Feedback is only accepted as comments directly within the Figma file, not via email, lists, or other channels. This is the only way to maintain a clear visual reference to the design.
We review the feedback and communicate what will be implemented, what falls outside the agreed scope, and what we have resolved differently for design or technical reasons, each with a brief explanation.
Content Delivery
Before development begins, all page content must be finalized and placed directly within the approved Figma design files. This is the exclusive delivery format for static pages. We do not accept content via email, Word documents, PDFs, or any other external channel.
For repeated page structures, such as product or solution templates used across multiple individual pages, the client duplicates the relevant frame in Figma for each instance and fills it with the final text and assets.
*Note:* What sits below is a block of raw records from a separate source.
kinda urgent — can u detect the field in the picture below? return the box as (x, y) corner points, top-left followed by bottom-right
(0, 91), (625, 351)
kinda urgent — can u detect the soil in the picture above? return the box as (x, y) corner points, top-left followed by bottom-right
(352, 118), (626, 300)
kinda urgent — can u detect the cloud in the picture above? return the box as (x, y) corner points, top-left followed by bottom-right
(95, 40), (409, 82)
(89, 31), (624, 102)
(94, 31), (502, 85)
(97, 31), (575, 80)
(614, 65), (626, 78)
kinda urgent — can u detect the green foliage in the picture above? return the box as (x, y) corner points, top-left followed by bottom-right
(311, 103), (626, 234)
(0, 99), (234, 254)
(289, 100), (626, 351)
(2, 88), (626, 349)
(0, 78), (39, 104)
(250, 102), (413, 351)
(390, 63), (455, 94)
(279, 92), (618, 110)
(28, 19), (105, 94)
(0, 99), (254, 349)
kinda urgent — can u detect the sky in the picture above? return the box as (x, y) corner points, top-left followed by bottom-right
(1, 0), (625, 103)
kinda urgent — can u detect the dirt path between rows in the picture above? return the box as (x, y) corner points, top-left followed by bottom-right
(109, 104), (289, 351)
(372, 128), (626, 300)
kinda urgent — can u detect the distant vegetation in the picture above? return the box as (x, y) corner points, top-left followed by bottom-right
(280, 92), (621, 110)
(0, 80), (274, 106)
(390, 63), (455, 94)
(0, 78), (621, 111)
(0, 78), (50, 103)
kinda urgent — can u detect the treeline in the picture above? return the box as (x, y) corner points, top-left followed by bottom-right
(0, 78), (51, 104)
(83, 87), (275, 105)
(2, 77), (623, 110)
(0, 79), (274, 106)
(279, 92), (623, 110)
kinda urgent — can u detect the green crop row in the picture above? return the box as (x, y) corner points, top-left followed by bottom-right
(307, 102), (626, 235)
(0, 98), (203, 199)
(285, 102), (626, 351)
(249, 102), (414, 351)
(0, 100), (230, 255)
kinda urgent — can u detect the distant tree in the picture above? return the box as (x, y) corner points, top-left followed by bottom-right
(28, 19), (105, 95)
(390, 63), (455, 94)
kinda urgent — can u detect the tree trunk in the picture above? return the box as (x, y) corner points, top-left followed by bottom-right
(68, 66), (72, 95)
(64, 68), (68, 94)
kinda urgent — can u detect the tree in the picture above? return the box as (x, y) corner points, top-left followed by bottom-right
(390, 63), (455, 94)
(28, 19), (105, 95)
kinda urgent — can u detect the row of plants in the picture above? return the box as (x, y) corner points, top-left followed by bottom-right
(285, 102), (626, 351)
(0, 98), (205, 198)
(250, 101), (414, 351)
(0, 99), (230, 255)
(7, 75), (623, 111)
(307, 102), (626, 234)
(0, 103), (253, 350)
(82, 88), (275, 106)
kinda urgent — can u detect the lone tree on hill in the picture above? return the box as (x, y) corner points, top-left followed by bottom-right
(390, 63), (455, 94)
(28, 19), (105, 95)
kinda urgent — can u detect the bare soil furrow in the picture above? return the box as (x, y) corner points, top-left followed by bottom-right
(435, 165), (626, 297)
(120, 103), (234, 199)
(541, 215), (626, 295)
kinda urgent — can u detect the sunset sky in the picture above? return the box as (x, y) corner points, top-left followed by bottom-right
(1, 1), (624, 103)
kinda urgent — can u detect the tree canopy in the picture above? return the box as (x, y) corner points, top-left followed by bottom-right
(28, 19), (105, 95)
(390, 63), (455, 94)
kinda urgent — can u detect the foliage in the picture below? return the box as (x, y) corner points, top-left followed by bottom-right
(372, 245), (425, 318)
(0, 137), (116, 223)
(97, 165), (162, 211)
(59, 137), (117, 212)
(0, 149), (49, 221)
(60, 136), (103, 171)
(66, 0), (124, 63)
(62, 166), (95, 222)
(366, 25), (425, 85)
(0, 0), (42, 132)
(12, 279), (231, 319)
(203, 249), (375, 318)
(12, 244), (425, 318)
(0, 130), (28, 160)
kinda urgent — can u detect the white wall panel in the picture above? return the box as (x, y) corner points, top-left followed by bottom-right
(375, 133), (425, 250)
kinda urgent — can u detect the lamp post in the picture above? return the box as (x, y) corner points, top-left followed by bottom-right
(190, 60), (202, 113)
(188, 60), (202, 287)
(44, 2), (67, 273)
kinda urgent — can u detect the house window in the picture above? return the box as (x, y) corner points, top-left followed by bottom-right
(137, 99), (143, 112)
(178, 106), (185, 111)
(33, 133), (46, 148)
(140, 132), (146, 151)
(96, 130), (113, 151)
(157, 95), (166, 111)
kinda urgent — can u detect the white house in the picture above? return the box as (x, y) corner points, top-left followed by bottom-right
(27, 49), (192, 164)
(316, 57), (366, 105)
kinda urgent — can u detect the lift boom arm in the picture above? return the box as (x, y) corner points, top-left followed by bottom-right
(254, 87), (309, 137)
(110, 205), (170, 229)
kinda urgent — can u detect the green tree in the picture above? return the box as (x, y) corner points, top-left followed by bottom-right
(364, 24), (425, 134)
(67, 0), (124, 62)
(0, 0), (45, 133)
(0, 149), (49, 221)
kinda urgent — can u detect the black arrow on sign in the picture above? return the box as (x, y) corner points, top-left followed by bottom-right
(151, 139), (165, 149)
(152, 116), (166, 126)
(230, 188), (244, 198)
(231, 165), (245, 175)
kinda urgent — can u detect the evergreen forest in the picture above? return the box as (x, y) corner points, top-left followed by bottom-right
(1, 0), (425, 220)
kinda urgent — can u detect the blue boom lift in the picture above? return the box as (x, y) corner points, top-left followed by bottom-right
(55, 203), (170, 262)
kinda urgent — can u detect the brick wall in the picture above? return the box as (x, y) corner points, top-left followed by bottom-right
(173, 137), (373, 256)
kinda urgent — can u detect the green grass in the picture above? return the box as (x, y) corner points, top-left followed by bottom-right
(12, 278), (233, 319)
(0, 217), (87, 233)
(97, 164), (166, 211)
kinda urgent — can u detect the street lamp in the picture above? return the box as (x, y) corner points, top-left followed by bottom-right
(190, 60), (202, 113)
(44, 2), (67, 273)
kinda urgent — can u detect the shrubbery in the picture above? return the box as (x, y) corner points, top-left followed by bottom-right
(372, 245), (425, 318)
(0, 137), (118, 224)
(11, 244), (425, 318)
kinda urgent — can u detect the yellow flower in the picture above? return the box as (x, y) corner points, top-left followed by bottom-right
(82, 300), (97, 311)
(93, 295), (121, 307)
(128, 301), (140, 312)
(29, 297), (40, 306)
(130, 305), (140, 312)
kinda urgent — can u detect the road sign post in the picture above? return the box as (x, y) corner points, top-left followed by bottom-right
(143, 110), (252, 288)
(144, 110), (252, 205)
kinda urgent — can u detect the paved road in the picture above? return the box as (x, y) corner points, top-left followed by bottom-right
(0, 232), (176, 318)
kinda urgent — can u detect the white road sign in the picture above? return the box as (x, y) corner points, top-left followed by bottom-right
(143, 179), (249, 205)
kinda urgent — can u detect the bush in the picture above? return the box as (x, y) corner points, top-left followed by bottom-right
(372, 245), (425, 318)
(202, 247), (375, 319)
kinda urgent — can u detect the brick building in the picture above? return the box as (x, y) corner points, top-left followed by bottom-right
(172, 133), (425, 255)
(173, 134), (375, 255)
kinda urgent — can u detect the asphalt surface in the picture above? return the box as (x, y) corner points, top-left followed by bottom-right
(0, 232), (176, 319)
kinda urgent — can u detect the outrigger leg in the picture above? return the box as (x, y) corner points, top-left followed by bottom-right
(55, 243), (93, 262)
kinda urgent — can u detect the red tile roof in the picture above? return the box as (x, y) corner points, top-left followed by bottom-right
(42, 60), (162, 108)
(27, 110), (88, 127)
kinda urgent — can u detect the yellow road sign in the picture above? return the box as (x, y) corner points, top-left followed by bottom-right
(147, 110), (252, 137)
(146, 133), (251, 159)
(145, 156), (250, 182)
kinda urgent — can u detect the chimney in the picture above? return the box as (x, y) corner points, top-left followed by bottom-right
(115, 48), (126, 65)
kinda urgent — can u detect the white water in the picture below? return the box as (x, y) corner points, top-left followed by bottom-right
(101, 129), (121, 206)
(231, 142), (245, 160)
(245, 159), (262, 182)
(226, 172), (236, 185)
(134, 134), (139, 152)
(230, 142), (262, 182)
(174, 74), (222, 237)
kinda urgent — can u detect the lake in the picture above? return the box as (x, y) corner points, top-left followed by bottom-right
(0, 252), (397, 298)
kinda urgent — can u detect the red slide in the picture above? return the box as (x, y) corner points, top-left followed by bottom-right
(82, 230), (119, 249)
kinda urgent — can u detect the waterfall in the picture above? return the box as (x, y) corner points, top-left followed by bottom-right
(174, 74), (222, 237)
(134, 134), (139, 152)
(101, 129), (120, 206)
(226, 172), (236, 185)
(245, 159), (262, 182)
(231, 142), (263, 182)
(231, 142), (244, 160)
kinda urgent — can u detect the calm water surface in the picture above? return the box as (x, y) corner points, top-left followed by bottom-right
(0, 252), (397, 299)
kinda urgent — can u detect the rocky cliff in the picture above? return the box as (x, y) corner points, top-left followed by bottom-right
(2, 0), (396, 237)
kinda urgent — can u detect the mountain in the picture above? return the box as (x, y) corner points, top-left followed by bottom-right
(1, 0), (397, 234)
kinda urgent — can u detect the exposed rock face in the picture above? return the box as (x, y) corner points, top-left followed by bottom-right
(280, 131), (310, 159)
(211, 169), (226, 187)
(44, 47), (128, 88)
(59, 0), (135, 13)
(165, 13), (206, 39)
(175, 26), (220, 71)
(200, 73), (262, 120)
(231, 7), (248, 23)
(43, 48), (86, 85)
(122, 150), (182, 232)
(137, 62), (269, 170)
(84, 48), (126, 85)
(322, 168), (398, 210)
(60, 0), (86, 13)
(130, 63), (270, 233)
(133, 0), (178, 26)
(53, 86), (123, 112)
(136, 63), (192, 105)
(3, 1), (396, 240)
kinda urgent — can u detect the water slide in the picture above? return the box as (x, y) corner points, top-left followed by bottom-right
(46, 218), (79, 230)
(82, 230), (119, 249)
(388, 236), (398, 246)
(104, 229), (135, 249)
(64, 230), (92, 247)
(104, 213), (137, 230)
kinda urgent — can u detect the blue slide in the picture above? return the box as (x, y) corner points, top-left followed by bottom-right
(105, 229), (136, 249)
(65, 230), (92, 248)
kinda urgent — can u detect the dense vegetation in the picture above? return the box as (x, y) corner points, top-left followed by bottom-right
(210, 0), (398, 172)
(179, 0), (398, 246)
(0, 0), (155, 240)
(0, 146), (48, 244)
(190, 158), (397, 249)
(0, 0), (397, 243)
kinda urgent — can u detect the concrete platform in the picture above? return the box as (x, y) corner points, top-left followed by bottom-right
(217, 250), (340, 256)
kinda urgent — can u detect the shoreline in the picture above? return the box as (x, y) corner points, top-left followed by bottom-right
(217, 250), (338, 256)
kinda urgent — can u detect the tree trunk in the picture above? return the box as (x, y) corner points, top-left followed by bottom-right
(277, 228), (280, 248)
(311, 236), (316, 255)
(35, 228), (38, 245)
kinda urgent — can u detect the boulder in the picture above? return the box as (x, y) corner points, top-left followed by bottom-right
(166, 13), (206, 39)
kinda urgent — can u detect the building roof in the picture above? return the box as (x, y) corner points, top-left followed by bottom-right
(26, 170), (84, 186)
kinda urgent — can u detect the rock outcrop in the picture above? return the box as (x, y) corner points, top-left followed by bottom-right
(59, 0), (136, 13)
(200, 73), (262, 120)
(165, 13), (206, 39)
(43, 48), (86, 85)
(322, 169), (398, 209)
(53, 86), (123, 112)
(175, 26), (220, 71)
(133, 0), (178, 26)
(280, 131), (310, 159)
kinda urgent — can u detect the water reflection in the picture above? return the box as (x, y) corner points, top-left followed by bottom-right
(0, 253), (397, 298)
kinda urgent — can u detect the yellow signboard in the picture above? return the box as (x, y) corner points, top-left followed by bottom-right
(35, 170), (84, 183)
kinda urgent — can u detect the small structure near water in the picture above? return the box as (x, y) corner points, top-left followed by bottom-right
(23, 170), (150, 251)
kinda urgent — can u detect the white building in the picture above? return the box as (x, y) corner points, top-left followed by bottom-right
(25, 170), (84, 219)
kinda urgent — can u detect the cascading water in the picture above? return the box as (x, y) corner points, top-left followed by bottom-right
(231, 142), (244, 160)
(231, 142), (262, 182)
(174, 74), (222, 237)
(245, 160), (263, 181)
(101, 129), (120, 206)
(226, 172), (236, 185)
Each frame represents one page, fully populated and ready for build.
Once all content is in place, we perform a pre-development audit to verify that text lengths, image formats, and asset dimensions are layout-compatible. Development does not begin until this audit is passed.
CMS Content
For CMS-driven content types such as blog posts, case studies, or press releases, delivery via Figma is not required. Instead, we provide a Webflow-compatible CSV template that the client fills with their content and returns to us before the build begins. We then import the entries into Webflow. Post-import cleanup, such as internal links, tables, or embedded elements, is the client’s responsibility and is not included in the project price.
If content is not available in a CSV-importable format, an alternative approach is to transfer content manually from an existing website, including any required cleanup work. This option must be scoped and agreed separately before work begins.
Multilingual Projects
For multilingual projects, Figma content is delivered in the primary language only. Secondary language content is entered directly into Webflow Localization by the client, independently of the Figma file. This applies as the standard approach, not an exception.
Content Lock
Before development begins, the client is given a defined window to finalize all content directly within the approved Figma file. Once the client confirms that all frames are fully populated and ready, we perform a pre-development audit and formally close the content for that stage. This is the content lock.
From this point forward, the locked content is treated as binding. Text changes, asset swaps, or structural additions are no longer part of the current scope and will be handled as change requests at the agreed hourly rate.
Projects with master templates
For projects with master templates, the content lock occurs after the design is approved. The client populates all template instances in Figma, confirms completion, and the audit is passed before development begins.
Projects without master templates
For projects without master templates, the content lock occurs after the wireframes are approved and before the visual design begins. The client fills in all content directly within the wireframe frames, confirms completion, and that content serves as the structural and editorial baseline for the entire design phase.
In both cases, the client receives explicit confirmation from us when the content lock is in place. The next phase does not begin until this confirmation has been issued.
Capacity and Project Delays
We plan our capacities across projects and align on this transparently during the kickoff, including vacation periods on both sides. Client-side delays in providing feedback result in the project being rescheduled in our planning. We cannot guarantee continuity in such cases.
Concretely: if a delay runs into our vacation periods or capacity constraints, the project is paused until it can be resumed. This is not a penalty. It is the logical consequence of cross-project capacity planning.